The data distances the idea of ​​an intentional campaign to point out the inaction of the Spanish Church, practically the only one in Europe that has not promoted an internal investigation. Only nine of the 31 dioceses involved in the report that the newspaper The country handed over to Bergoglio –Madrid, Cartagena, Bilbao, Zamora, Barcelona, ​​Ávila, Orihuela-Alicante, Santiago de Compostela and Teruel– have requested information on the abuses reported in their territories.

It is a very different reality from that of religious congregations, which already last week had a meeting of senior superiors and they got down to work. "Our first reaction, and out of respect for the victims of these abuses, we want to apologize for not having acted correctly in something that, as Church entities, we should have taken care of, such as safe and trustworthy spaces for our children, young people and vulnerable adults", underlined its general secretary, Jesús María Zamora. The religious undertook to investigate: "It is our commitment to the Gospel and we want to do it well, even if it is difficult and painful." "We will continue to increase contacts to see how to do it and we will see what comes out... I don't know if it will be an independent commission or what, but we will continue talking to try to resolve things as soon as possible," Zamora said in an interview with the Agency. Eph.

The attitude of the religious congregations contrasts with the thesis of the Episcopal Conference, which continues to consider the data provided to the Pope and Cardinal Omella by the Prisa newspaper unreliable. In fact, in the letter that Argüello sent to the bishops along with the newspaper's investigation, it was ensured that "the report mixes very credible and rigorous denunciations with others without rigor or way of investigating. This harms the true victims, who appear intermingled with situations that cast doubt on the entire report.”

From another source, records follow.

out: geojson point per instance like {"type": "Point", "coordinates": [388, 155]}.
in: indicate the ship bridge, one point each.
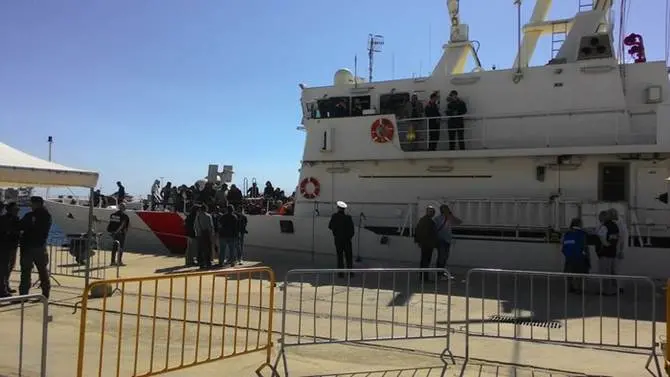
{"type": "Point", "coordinates": [583, 101]}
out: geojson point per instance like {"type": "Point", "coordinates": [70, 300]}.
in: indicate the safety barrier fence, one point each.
{"type": "Point", "coordinates": [365, 306]}
{"type": "Point", "coordinates": [30, 338]}
{"type": "Point", "coordinates": [159, 324]}
{"type": "Point", "coordinates": [605, 312]}
{"type": "Point", "coordinates": [666, 349]}
{"type": "Point", "coordinates": [69, 257]}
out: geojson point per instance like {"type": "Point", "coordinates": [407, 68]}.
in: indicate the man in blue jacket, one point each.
{"type": "Point", "coordinates": [574, 247]}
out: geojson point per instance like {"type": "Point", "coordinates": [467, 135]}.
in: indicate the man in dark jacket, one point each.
{"type": "Point", "coordinates": [10, 232]}
{"type": "Point", "coordinates": [426, 237]}
{"type": "Point", "coordinates": [242, 229]}
{"type": "Point", "coordinates": [342, 226]}
{"type": "Point", "coordinates": [229, 238]}
{"type": "Point", "coordinates": [35, 226]}
{"type": "Point", "coordinates": [432, 110]}
{"type": "Point", "coordinates": [608, 236]}
{"type": "Point", "coordinates": [191, 242]}
{"type": "Point", "coordinates": [119, 222]}
{"type": "Point", "coordinates": [455, 124]}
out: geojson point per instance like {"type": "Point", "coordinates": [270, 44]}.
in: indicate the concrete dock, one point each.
{"type": "Point", "coordinates": [388, 325]}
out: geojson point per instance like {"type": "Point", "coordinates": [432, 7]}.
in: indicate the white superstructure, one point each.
{"type": "Point", "coordinates": [543, 144]}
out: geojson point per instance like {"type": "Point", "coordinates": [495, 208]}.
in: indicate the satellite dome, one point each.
{"type": "Point", "coordinates": [343, 77]}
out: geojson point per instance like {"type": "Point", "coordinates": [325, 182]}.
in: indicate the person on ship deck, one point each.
{"type": "Point", "coordinates": [444, 223]}
{"type": "Point", "coordinates": [432, 110]}
{"type": "Point", "coordinates": [221, 196]}
{"type": "Point", "coordinates": [204, 233]}
{"type": "Point", "coordinates": [229, 252]}
{"type": "Point", "coordinates": [235, 197]}
{"type": "Point", "coordinates": [342, 226]}
{"type": "Point", "coordinates": [155, 194]}
{"type": "Point", "coordinates": [120, 193]}
{"type": "Point", "coordinates": [426, 238]}
{"type": "Point", "coordinates": [10, 233]}
{"type": "Point", "coordinates": [165, 195]}
{"type": "Point", "coordinates": [119, 222]}
{"type": "Point", "coordinates": [456, 107]}
{"type": "Point", "coordinates": [414, 110]}
{"type": "Point", "coordinates": [191, 242]}
{"type": "Point", "coordinates": [607, 250]}
{"type": "Point", "coordinates": [253, 191]}
{"type": "Point", "coordinates": [269, 191]}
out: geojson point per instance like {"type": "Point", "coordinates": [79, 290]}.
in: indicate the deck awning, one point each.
{"type": "Point", "coordinates": [21, 169]}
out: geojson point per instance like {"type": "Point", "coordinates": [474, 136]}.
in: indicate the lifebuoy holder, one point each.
{"type": "Point", "coordinates": [310, 188]}
{"type": "Point", "coordinates": [382, 130]}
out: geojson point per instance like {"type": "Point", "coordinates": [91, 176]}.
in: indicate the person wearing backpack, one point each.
{"type": "Point", "coordinates": [574, 247]}
{"type": "Point", "coordinates": [191, 245]}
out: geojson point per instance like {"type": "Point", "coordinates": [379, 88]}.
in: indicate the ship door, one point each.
{"type": "Point", "coordinates": [650, 186]}
{"type": "Point", "coordinates": [613, 182]}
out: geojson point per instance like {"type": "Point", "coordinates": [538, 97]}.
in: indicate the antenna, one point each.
{"type": "Point", "coordinates": [375, 43]}
{"type": "Point", "coordinates": [356, 71]}
{"type": "Point", "coordinates": [430, 44]}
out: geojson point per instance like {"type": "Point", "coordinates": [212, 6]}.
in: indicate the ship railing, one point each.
{"type": "Point", "coordinates": [577, 128]}
{"type": "Point", "coordinates": [515, 215]}
{"type": "Point", "coordinates": [613, 313]}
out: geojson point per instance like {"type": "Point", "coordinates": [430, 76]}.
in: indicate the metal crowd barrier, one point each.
{"type": "Point", "coordinates": [395, 304]}
{"type": "Point", "coordinates": [160, 324]}
{"type": "Point", "coordinates": [9, 322]}
{"type": "Point", "coordinates": [68, 257]}
{"type": "Point", "coordinates": [667, 328]}
{"type": "Point", "coordinates": [606, 312]}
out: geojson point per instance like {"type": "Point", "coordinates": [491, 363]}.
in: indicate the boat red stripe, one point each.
{"type": "Point", "coordinates": [168, 228]}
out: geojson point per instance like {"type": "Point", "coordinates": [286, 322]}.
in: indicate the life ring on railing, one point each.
{"type": "Point", "coordinates": [310, 192]}
{"type": "Point", "coordinates": [382, 130]}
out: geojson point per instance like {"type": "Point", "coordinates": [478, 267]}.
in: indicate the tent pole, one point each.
{"type": "Point", "coordinates": [89, 236]}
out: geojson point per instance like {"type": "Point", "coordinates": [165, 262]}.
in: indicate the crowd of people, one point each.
{"type": "Point", "coordinates": [182, 198]}
{"type": "Point", "coordinates": [609, 239]}
{"type": "Point", "coordinates": [215, 233]}
{"type": "Point", "coordinates": [29, 234]}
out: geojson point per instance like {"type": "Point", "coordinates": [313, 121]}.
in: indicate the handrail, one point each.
{"type": "Point", "coordinates": [476, 116]}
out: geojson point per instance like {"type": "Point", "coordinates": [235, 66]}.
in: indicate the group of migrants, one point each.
{"type": "Point", "coordinates": [215, 232]}
{"type": "Point", "coordinates": [609, 239]}
{"type": "Point", "coordinates": [182, 198]}
{"type": "Point", "coordinates": [415, 111]}
{"type": "Point", "coordinates": [27, 237]}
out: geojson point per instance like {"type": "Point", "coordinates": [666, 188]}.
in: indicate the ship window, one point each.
{"type": "Point", "coordinates": [613, 183]}
{"type": "Point", "coordinates": [334, 107]}
{"type": "Point", "coordinates": [359, 104]}
{"type": "Point", "coordinates": [393, 104]}
{"type": "Point", "coordinates": [310, 110]}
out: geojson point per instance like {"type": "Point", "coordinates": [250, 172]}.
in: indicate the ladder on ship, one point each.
{"type": "Point", "coordinates": [559, 32]}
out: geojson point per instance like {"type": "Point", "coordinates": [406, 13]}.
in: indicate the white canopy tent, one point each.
{"type": "Point", "coordinates": [21, 169]}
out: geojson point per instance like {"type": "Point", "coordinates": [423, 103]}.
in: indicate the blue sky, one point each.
{"type": "Point", "coordinates": [141, 89]}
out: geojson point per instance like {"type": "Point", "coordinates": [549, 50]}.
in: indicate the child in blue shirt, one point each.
{"type": "Point", "coordinates": [574, 247]}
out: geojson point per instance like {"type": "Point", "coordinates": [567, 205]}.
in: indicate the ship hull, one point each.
{"type": "Point", "coordinates": [156, 233]}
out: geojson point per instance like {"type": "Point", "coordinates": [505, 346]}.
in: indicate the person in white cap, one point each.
{"type": "Point", "coordinates": [342, 226]}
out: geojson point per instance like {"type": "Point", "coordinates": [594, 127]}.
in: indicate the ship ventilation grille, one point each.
{"type": "Point", "coordinates": [525, 321]}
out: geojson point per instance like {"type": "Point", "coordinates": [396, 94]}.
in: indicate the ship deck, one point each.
{"type": "Point", "coordinates": [488, 356]}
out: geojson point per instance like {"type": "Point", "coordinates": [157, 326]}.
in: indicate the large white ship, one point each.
{"type": "Point", "coordinates": [542, 144]}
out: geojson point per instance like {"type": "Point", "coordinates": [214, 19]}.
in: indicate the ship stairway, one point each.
{"type": "Point", "coordinates": [515, 214]}
{"type": "Point", "coordinates": [559, 32]}
{"type": "Point", "coordinates": [526, 214]}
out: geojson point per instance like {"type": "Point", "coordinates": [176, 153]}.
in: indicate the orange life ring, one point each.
{"type": "Point", "coordinates": [308, 193]}
{"type": "Point", "coordinates": [382, 130]}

The bishop's letter also criticized that the Church should be the one to communicate with the victims, and not the other way around: "The country should send the accusations to the corresponding congregations and dioceses, also indicating the name and contact of who accuses, so that they can do a preliminary investigation and send the case to Rome. In case of prescription, the diocese decides whether to ask to lift the prescription and if it could be credible. If this is not understood, one could think that the interest is not in healing the victims but in attacking the Church”, stressed the EEC spokesman.

One of the greatest experts in the fight against pederasty in the Church, the Jesuit Hans Zollner warned, in an interview on RAI, that the Church faces two options in the face of the demand of public opinion to create commissions on abuses . "Either you decide to create them on your own and order the investigation to independent people, as has happened in France or Germany, or there will come a time when you will be forced by the State to adhere to these processes."

"If it is not the Church that begins to shed light on these facts, it will be others who manage this matter." In Spain, some parties have already proposed that it be the Congress and the Government has taken the gauntlet.